For the past twenty-nine years, I have been dying. I shall continue to do so for probably another fifty. And then, one day, I shall stop. On an unknown day at an unknown our, I shall stop dying. And I shall start something else.
Here is, I think, more than anything the human mystery. That moment, always slightly shrouded, when we cease being in danger of death. Everything changes, including ourselves. The final mystery, the final enemy, explodes onto the scene.
This calls to mind a poem by the Carmelite Jessica Powers:
“The Great Mystery”
My uncle had one sober comment for
all deaths. Well, he (or she)
has, he would say, solved the great mystery.

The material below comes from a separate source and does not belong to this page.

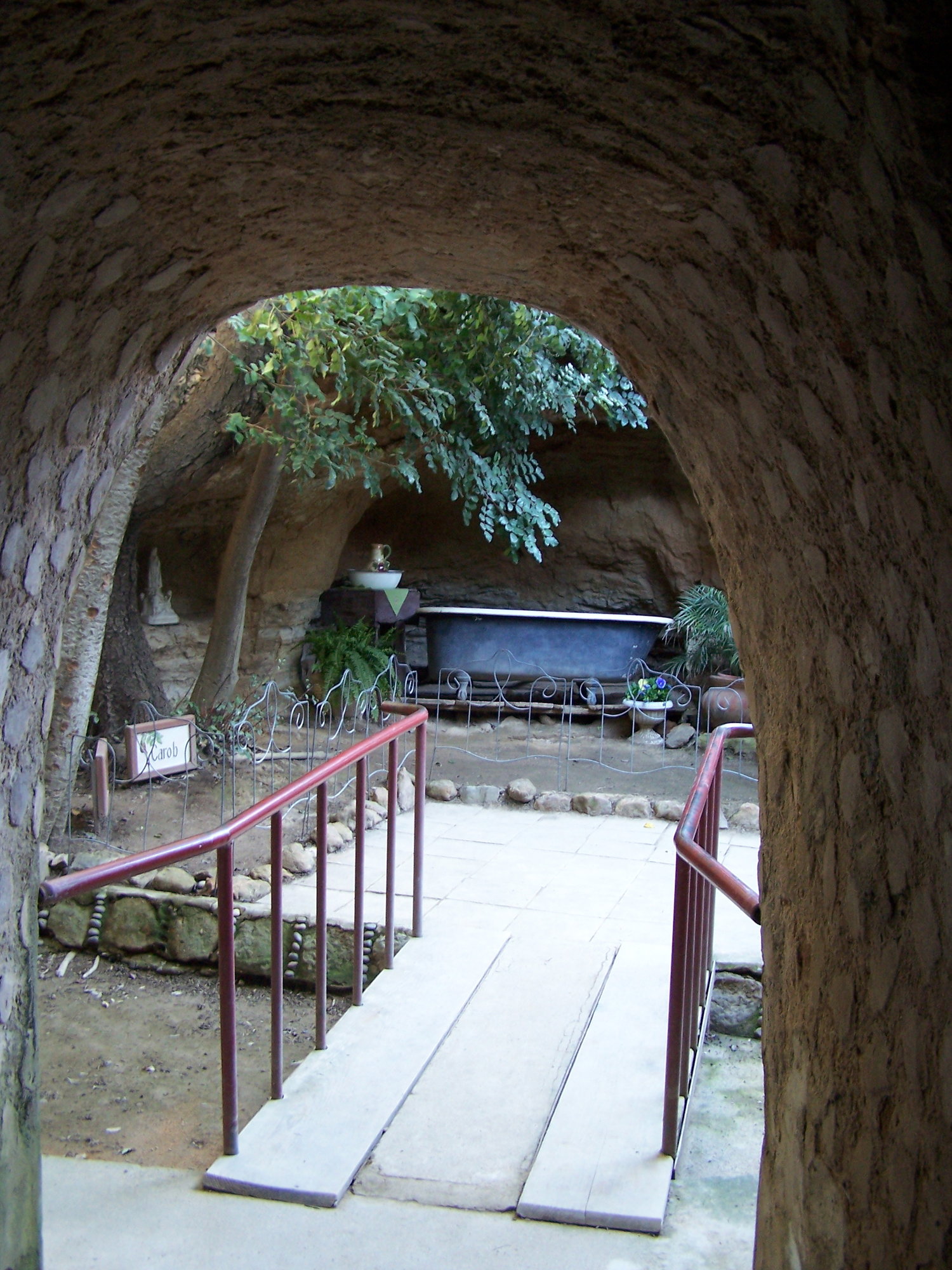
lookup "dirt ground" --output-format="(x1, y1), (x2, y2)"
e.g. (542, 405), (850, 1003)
(62, 718), (757, 872)
(38, 946), (350, 1170)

I tried as child to pierce the dark unknown,
straining to reach the keyhole of that door,
massive and grave through which one slips alone.
A little girl is mostly prophecy.
And here, as there before,
when fact arrests me at that solemn door,
I reach and find the keyhole still too high,
though now I can surmise that it will be
light (and not darkness) that will meet the eye.
Death, they say, is the great leveler, that once they die the wealthy, the powerful, the wonderful, will be like the poor, the weak, the unnoticed. Perhaps the future tense is unwarranted. The great and mighty are today just as much dying as we all are, and like us they are too small to reach that keyhole. Perhaps they are even smaller. It is not the wealthy who teach us how to die. For that we need the poor, the meek, the lowly.
Blessed are the poor, for to them belongs the kingdom of heaven.